La place de la chirurgie dans les ulcères gastroduodénaux hémorragiques est en nette diminution avec, au RoyaumeUni, le taux de recours à la chirurgie passantde8%à2%entre1993à2006; aux États-Unis , la chirurgie est également en baisse de 21 % au bénéfice du traitement endoscopie en augmentation de près de 60 % [1].
Ces données épidémiologiques se retrouvent dans l’étude récente coordonnée par l’association nationale des gastroentérologues des hôpitaux généraux (ANGH) entre mars 2005 et février 2006 qui incluait 3298 patients présentant une hémorragie digestive haute. L’UGD était le plus souvent en cause (38 % des cas), devant les hémorragies liées à l’hypertension portale (24,5 % des cas).
Diagnostic des UGD hémorragiques
Évaluation et prise en charge initiale
Devant toute hémorragie digestive, doivent être recherchés une déglobulisation aiguë et des troubles de coagulation avec un bilan biologique regroupant NFS et bilan de coagulation.
En cas d’anémie aiguë, le patient peut bénéficier de transfusion de culots globulaires. Le taux d’hémoglobine seuil est cependant controversé. Une étude récente a comparé une stratégie restrictive de transfusion pour une hémoglobine à 7 g/dl versus une stratégie de transfusion libre où l’objectif était un taux d’hémoglobine entre 9 et 11 g/dl3. Cette étude incluait toute cause d’hémorragies digestives : le groupe utilisant une stratégie transfusionnelle restrictive présentait un moindre taux de récidive hémorragique et une diminution de la mortalité. Dans le sous-groupe UGD hémorragique, seule une diminution de la mortalité était démontrée. Bien que ce soit une analyse en sous-groupe, les dernières recommandations européennes préconisent une stratégie transfusionnelle restrictive (objectif 7 g/dl) y compris dans les hémorragies sur UGD. Cette stratégie ne peut être appliquée qu’en l’absence d’anémie mal tolérée ou d’antécédents coronariens imposant l’obtention d’un taux d’hémoglobine plus élevé.
On peut donc retenir que la stratégie transfusionnelle dans les UGD hémorragiques devra avoir pour objectif un taux d’hémoglobine supérieur à 7 g/dl et supérieur à 10 g/dl en cas d’antécédents coronariens [3, 4].

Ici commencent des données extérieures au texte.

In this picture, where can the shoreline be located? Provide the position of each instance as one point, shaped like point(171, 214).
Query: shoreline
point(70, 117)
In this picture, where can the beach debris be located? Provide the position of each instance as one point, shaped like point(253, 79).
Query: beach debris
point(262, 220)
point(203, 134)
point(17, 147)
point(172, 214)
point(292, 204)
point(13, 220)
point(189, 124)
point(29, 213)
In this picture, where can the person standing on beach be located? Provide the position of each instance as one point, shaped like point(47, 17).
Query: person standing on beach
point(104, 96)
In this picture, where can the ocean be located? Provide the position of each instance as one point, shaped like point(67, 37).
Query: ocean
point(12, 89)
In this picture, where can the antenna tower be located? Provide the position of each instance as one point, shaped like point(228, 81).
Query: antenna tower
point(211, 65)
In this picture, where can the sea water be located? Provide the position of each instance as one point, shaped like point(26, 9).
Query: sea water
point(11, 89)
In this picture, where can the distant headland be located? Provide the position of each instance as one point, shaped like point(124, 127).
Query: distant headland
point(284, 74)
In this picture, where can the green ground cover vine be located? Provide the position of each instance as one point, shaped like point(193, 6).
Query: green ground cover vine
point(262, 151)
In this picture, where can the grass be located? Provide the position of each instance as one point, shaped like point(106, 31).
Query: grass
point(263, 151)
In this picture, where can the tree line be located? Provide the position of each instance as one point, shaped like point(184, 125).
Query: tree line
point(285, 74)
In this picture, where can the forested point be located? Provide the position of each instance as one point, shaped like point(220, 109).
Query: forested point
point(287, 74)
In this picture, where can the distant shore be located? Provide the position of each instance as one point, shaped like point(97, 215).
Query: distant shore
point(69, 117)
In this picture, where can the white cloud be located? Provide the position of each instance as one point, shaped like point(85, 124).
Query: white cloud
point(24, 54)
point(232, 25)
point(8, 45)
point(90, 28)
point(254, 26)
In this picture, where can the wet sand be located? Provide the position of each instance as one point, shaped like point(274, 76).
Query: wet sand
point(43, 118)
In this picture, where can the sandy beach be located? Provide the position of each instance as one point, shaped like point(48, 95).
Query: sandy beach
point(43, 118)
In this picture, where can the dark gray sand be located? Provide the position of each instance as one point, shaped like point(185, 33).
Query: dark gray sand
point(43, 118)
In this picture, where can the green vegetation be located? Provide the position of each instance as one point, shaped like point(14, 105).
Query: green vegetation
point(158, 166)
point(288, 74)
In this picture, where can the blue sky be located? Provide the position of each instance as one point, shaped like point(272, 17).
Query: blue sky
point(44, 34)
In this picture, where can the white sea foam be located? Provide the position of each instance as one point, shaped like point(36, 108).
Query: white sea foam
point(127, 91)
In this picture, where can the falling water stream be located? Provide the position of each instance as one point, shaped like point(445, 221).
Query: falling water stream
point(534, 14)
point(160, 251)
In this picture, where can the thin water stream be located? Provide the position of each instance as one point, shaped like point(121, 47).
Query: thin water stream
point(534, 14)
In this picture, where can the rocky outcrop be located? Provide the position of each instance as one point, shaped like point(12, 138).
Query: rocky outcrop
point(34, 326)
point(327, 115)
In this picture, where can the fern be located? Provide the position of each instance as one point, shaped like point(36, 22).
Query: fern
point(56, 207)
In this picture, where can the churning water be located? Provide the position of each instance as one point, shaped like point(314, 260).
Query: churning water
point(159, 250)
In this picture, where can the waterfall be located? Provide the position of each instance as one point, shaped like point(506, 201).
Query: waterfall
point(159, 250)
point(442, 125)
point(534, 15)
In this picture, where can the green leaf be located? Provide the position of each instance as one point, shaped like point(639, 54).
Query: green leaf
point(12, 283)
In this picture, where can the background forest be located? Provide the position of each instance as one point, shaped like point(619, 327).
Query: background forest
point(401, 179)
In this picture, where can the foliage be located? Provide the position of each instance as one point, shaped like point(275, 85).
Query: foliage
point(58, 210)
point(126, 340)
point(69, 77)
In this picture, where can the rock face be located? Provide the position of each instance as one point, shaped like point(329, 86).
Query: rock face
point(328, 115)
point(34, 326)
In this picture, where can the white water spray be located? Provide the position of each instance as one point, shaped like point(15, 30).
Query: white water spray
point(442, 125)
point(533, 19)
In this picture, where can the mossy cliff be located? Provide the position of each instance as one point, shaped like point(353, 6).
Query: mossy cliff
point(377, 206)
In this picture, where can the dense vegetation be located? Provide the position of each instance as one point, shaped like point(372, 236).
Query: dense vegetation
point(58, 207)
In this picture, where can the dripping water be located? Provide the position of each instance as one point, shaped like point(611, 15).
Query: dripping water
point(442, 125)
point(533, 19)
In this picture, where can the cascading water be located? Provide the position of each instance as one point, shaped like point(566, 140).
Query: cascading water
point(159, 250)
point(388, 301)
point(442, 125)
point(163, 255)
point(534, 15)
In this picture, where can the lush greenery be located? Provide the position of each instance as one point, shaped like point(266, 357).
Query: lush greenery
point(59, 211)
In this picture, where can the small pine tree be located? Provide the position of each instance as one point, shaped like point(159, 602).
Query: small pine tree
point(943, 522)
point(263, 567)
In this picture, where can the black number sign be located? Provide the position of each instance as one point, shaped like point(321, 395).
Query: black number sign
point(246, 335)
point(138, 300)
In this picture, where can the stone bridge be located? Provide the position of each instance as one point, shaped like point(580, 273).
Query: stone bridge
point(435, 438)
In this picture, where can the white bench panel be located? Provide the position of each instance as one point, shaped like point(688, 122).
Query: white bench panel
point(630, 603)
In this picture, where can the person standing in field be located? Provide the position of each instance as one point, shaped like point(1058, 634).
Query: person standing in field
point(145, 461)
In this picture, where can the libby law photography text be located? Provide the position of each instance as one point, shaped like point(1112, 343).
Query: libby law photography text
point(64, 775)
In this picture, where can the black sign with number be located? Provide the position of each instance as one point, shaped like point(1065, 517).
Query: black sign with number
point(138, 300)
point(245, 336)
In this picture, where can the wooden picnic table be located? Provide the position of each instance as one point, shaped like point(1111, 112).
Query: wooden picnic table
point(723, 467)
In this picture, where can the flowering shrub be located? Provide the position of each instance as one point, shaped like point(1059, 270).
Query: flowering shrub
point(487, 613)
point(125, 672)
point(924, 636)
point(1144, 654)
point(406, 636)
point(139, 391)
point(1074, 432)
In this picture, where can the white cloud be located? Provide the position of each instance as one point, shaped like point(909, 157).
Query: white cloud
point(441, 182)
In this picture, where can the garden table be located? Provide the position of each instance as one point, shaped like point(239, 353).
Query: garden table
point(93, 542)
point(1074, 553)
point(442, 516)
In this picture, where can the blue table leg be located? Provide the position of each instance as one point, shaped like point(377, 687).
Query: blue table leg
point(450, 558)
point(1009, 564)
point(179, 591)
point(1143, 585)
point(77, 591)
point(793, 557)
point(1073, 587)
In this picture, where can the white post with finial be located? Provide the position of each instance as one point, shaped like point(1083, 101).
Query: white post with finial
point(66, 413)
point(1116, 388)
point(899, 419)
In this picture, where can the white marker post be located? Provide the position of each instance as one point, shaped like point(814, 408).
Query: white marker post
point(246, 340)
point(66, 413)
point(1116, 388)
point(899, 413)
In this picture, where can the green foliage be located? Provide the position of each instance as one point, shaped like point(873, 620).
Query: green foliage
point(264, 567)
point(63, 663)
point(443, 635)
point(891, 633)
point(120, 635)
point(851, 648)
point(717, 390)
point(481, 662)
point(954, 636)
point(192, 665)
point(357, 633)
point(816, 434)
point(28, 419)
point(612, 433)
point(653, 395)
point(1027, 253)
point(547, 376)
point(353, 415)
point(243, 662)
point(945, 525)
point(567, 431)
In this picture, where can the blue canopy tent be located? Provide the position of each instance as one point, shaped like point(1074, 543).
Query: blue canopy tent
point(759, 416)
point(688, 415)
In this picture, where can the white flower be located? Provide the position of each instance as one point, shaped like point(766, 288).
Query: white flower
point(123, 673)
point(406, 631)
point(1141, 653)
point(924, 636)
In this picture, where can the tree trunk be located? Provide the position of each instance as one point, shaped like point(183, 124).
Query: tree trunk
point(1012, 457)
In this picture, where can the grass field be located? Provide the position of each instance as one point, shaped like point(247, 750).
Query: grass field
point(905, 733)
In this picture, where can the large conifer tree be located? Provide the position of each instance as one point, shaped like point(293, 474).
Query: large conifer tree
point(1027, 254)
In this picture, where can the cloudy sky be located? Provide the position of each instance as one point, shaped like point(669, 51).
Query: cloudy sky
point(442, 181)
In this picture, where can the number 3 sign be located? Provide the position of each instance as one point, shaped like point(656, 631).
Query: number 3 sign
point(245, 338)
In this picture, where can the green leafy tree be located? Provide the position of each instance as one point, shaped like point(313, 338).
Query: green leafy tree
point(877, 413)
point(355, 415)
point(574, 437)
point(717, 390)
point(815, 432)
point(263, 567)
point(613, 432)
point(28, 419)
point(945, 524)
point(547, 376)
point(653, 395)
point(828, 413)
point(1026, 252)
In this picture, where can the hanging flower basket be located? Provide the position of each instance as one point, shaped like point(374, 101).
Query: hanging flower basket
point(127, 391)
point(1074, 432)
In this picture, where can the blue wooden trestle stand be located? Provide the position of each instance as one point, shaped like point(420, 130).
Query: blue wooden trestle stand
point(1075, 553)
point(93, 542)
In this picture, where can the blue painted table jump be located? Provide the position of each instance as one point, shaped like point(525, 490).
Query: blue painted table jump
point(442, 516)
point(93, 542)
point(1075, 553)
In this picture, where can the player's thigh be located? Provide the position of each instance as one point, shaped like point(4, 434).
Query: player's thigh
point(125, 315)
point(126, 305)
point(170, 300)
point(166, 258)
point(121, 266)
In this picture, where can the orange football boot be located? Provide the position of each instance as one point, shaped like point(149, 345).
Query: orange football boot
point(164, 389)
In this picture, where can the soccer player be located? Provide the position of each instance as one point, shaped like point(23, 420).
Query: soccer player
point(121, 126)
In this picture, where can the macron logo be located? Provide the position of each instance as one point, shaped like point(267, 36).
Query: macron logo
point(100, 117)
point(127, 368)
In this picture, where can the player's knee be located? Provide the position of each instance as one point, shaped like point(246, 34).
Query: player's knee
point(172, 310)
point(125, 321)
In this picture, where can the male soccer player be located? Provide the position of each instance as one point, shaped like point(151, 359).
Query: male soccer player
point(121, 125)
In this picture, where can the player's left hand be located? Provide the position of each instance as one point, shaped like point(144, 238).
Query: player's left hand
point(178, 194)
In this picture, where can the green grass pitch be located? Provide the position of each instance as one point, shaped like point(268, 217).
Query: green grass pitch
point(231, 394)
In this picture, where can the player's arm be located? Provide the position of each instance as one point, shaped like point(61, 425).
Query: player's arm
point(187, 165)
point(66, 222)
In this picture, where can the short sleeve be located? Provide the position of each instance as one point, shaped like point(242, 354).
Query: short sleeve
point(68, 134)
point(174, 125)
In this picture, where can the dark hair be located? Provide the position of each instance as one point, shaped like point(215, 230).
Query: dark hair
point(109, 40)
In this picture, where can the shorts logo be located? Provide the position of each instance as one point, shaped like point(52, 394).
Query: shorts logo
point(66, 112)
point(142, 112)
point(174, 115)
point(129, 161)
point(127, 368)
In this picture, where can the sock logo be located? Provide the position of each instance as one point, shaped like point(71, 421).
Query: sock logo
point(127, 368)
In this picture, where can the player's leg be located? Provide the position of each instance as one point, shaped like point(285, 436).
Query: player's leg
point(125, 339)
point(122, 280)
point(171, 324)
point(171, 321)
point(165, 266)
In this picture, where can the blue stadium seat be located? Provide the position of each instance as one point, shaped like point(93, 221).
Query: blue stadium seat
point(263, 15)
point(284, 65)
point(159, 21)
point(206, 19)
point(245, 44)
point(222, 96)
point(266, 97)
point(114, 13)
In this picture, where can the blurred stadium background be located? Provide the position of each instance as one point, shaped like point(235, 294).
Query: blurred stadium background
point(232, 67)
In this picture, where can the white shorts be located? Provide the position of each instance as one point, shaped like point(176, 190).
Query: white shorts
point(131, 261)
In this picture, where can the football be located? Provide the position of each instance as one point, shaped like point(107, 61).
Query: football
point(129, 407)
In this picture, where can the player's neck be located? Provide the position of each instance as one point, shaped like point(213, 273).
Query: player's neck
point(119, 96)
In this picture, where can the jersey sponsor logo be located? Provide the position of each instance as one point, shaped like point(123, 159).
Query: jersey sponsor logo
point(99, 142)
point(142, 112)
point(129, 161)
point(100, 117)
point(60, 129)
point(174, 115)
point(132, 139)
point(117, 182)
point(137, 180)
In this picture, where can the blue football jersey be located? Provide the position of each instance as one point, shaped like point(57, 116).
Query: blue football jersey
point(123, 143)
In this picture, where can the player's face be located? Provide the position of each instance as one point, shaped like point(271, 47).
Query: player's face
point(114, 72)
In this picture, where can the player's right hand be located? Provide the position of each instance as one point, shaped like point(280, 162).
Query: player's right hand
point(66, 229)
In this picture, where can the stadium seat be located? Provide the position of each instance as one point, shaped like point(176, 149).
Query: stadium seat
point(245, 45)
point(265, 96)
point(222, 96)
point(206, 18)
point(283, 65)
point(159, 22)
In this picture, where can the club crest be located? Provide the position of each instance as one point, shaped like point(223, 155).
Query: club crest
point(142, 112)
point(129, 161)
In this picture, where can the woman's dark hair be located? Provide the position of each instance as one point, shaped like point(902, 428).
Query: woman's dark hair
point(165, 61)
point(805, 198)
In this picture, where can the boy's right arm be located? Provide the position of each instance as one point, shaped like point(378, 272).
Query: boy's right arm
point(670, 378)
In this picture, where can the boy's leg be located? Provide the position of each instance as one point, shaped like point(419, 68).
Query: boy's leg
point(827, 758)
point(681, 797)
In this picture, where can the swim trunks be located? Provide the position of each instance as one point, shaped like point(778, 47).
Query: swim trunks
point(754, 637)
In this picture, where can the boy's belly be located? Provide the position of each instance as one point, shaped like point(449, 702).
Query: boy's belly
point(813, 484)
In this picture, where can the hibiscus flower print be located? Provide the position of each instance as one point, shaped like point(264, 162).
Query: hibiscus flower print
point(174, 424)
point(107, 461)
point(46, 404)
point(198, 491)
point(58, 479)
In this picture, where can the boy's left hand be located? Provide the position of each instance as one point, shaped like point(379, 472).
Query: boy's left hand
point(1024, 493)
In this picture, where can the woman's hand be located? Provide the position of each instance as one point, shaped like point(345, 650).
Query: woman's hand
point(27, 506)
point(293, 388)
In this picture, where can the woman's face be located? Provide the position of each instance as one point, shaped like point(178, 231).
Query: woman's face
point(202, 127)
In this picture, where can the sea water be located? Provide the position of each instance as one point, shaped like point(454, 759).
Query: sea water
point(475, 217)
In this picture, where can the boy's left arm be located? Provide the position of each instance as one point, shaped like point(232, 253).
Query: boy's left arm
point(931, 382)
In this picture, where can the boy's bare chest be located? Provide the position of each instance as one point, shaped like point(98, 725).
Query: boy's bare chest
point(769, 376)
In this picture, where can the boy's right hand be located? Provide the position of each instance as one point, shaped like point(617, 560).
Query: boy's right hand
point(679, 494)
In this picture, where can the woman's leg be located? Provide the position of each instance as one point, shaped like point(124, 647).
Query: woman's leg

En cas d’instabilité hémodynamique, le patient devra bénéficier d’un remplissage vasculaire par cristalloïdes afin de restaurer une volémie efficace de façon rapide [1, 2, 4, 5].
Endoscopie diagnostique : quand et comment ?
Afin de réaliser une endoscopie performante en terme diagnostique et éventuellement thérapeutique, l’utilisation d’accélérateurs de la vidange gastrique, principalement l’érythromycine (à la dose de 250 mg par voie intraveineuse sur 30 minutes 1 h avant l’endoscopie), est recommandée [1, 4–8]. Une étude récente rapporte que son utilisation permet une meilleure visualisation de la surface muqueuse entraînant une réduction de la nécessité de réaliser une seconde endoscopie. Les études sont cependant contradictoires quant à son effet sur le taux de culots globulaires transfusés, la durée d’hospitalisation ou le recours à la chirurgie. Il existe peu d’effets secondaires et ses principales contre-indications sont représentées par la présence d’un QT long et la sensibilité aux macrolides. L’ESGE recommande ainsi son utilisation chez les patients présentant une hémorragie active ou avec signes de gravité (instabilité hémodynamique principalement). Au contraire, la pose d’une SNG et l’utilisation de lavage gastrique n’a jamais prouvé son intérêt à visée diagnostique ou thérapeutique dans les différentes études décrites [4]. L’endoscopie digestive lors de la survenue d’hémorragie digestive haute doit être réalisée dans des conditions favorables, c’est-à-dire chez un patient stable sur le plan hémodynamique, intubé et ventilé de façon mécanique quand la situation l’exige (agitation, trouble de conscience ou hématémèses récidivantes).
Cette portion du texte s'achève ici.